Module 4: An Introduction to Bayesian Modelling and Stan

Now that we have our data and have forecasted our future predictor values, it’s time to understand how we’re going to model it. We are using a Bayesian approach, which is a powerful framework for statistical modelling, especially when it comes to quantifying uncertainty.

1. What is Bayesian Inference?

At its core, Bayesian inference is a way of updating our beliefs in the face of new evidence. It’s a mathematical formalization of how we learn.

Imagine you think there’s a 50% chance of rain today. You look outside and see dark clouds. You might update your belief to a 90% chance of rain. That’s Bayesian thinking!

In statistical terms, it works like this:

  • Prior Belief (Prior): What we believe about something before seeing the data. For example, we might have a general idea of how many staff absences are “normal.”
  • Evidence (Likelihood): The data we collect. In our case, this is the nhs_opel_data.csv file.
  • Updated Belief (Posterior): The combination of our prior beliefs and the evidence.

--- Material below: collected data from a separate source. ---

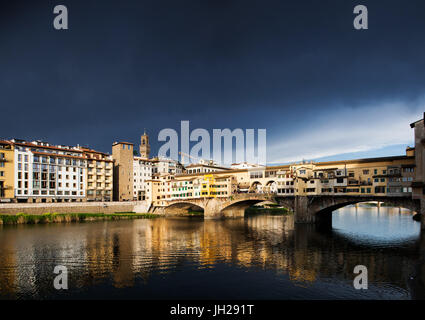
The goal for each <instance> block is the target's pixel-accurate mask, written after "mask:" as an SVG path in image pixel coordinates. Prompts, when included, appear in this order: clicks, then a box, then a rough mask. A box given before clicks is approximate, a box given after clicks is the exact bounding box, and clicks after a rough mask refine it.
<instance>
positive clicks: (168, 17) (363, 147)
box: [0, 0, 425, 163]
mask: <svg viewBox="0 0 425 320" xmlns="http://www.w3.org/2000/svg"><path fill="white" fill-rule="evenodd" d="M58 4H63V5H66V6H67V8H68V10H69V30H63V31H58V30H55V29H54V28H53V23H52V22H53V19H54V14H53V8H54V6H55V5H58ZM358 4H363V5H366V6H367V8H368V11H369V29H368V30H362V31H358V30H355V29H354V27H353V19H354V14H353V8H354V7H355V6H356V5H358ZM424 71H425V2H424V1H423V0H418V1H416V0H409V1H392V0H387V1H377V0H374V1H348V0H334V1H316V0H311V1H306V0H301V1H284V0H279V1H259V0H258V1H247V0H244V1H232V0H229V1H224V0H196V1H195V0H187V1H175V0H173V1H164V0H152V1H145V0H139V1H130V0H123V1H106V0H103V1H90V0H88V1H77V0H74V1H66V0H56V1H19V0H17V1H8V2H2V3H1V4H0V107H1V118H2V121H1V122H0V123H1V127H0V137H1V138H13V137H16V138H22V139H28V140H31V139H42V140H47V141H49V142H51V143H54V144H68V145H76V144H77V143H79V144H82V145H88V146H90V147H92V148H95V149H98V150H101V151H105V152H111V144H112V142H114V141H117V140H124V141H130V142H134V143H137V144H138V143H139V137H140V134H141V133H142V132H143V130H144V128H146V130H147V131H148V133H149V134H150V136H151V144H152V149H153V153H154V154H156V152H157V150H158V148H159V146H160V145H161V143H160V142H158V141H157V136H158V132H159V131H160V130H161V129H163V128H176V129H179V128H180V121H181V120H189V121H190V126H191V129H195V128H205V129H207V130H212V129H213V128H218V129H224V128H230V129H234V128H242V129H246V128H255V129H257V128H265V129H267V141H268V144H267V150H268V153H267V156H268V158H267V160H268V161H269V162H275V163H278V162H286V161H292V160H301V159H302V158H306V159H314V158H321V159H334V158H338V157H339V158H347V157H358V156H379V155H390V154H400V153H403V152H404V148H405V147H406V145H408V144H410V145H411V144H412V141H413V136H412V132H411V129H410V127H409V123H410V122H413V121H415V120H417V119H419V118H420V117H421V116H422V112H423V111H425V103H424V102H425V72H424Z"/></svg>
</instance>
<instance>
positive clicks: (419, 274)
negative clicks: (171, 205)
mask: <svg viewBox="0 0 425 320" xmlns="http://www.w3.org/2000/svg"><path fill="white" fill-rule="evenodd" d="M424 247H425V242H424V236H423V235H422V236H421V237H420V238H418V240H417V241H416V242H414V243H412V244H410V245H408V246H404V247H398V248H390V247H389V248H379V250H378V249H376V248H367V247H365V246H364V245H359V244H358V243H355V242H353V241H352V240H351V239H349V238H346V237H344V236H342V235H341V234H338V233H336V232H334V231H328V232H319V231H317V229H316V228H315V226H314V225H296V224H294V218H293V217H292V216H285V217H281V216H264V215H258V216H251V217H248V218H245V219H235V220H222V221H215V220H212V221H203V220H202V219H197V218H192V219H187V218H167V219H163V218H159V219H154V220H135V221H117V222H113V223H111V222H97V223H87V224H74V225H44V226H33V227H31V226H17V227H14V228H8V227H3V230H2V232H1V233H0V255H1V257H2V259H0V274H1V276H0V297H3V298H5V297H6V298H18V297H20V296H22V295H23V296H24V297H28V293H31V295H32V297H41V298H42V297H49V296H50V295H51V294H53V293H52V292H53V288H52V285H51V279H52V270H53V268H54V266H55V265H58V264H63V265H65V266H68V269H69V274H70V279H69V283H70V286H71V287H73V288H85V287H90V286H93V285H102V284H105V283H106V284H107V283H110V284H111V285H112V286H113V287H116V288H126V287H132V286H134V285H135V283H136V282H139V281H142V282H144V283H147V282H149V281H150V279H151V277H153V276H155V275H161V274H170V273H175V272H180V271H181V270H183V269H186V270H187V269H189V270H193V271H196V270H208V269H214V268H216V267H217V266H218V265H220V264H225V265H231V266H236V267H238V268H247V269H252V270H268V271H272V272H275V273H277V274H279V275H282V276H284V277H288V278H289V280H290V281H292V282H293V283H295V284H296V285H299V286H310V285H312V284H313V283H314V282H315V281H316V280H317V279H318V278H322V279H324V278H337V279H339V280H341V281H345V282H346V283H351V282H352V280H353V269H354V266H356V265H359V264H363V265H365V266H367V267H368V273H369V281H370V282H374V283H391V284H393V285H395V286H398V287H401V288H405V289H406V290H408V289H409V285H408V284H409V281H410V280H409V275H411V274H412V270H413V271H414V270H416V271H419V272H420V274H419V275H418V279H419V280H420V281H423V279H425V277H424V275H425V268H424V267H423V261H422V260H420V259H419V258H420V254H421V252H422V257H423V256H424V255H423V253H424V249H423V248H424ZM417 261H420V263H422V265H418V264H417ZM413 287H414V288H420V289H418V290H416V289H415V290H416V291H415V290H414V289H412V295H413V296H415V295H416V296H418V295H419V294H418V293H417V292H422V289H421V288H422V287H420V283H419V284H414V286H413Z"/></svg>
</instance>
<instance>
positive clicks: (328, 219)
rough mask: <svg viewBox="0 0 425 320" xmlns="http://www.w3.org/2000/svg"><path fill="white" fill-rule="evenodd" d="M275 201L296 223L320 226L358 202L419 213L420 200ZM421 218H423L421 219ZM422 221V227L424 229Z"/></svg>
mask: <svg viewBox="0 0 425 320" xmlns="http://www.w3.org/2000/svg"><path fill="white" fill-rule="evenodd" d="M275 201H276V202H277V203H278V204H280V205H281V206H284V207H286V208H288V209H290V210H292V211H293V212H294V214H295V222H296V223H317V224H321V225H331V224H332V212H333V211H335V210H338V209H340V208H342V207H345V206H348V205H352V204H356V203H360V202H371V201H377V202H385V203H386V204H388V205H390V206H394V207H401V208H406V209H409V210H412V211H415V212H416V213H419V212H420V210H421V208H420V200H415V199H412V197H411V196H406V197H401V196H399V197H391V196H347V195H329V196H327V195H315V196H292V197H291V196H289V197H279V196H277V197H275ZM422 218H423V217H422ZM423 221H424V220H423V219H422V227H424V223H423Z"/></svg>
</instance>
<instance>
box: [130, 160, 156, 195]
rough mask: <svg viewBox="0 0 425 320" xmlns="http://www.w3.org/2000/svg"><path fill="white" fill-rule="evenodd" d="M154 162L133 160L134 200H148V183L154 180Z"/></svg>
mask: <svg viewBox="0 0 425 320" xmlns="http://www.w3.org/2000/svg"><path fill="white" fill-rule="evenodd" d="M152 166H153V165H152V161H150V160H149V159H146V158H143V157H134V158H133V199H134V200H147V199H148V193H149V192H150V190H151V189H149V188H148V184H147V182H148V181H149V180H152Z"/></svg>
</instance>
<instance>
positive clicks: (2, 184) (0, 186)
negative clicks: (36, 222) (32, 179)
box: [0, 140, 15, 202]
mask: <svg viewBox="0 0 425 320" xmlns="http://www.w3.org/2000/svg"><path fill="white" fill-rule="evenodd" d="M14 155H15V152H14V145H13V143H11V142H9V141H4V140H0V202H10V201H12V200H13V198H14V196H15V194H14V183H15V176H14Z"/></svg>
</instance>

This is the result of our model—a new, more informed understanding of the situation.

The key output of a Bayesian model is not a single number, but a probability distribution. Instead of saying “the effect of staff absences is 0.08,” a Bayesian model says, “we are 95% certain that the effect of staff absences is between 0.06 and 0.10.” This is incredibly useful for decision-making under uncertainty.

2. Why Use a Bayesian Approach for this Problem?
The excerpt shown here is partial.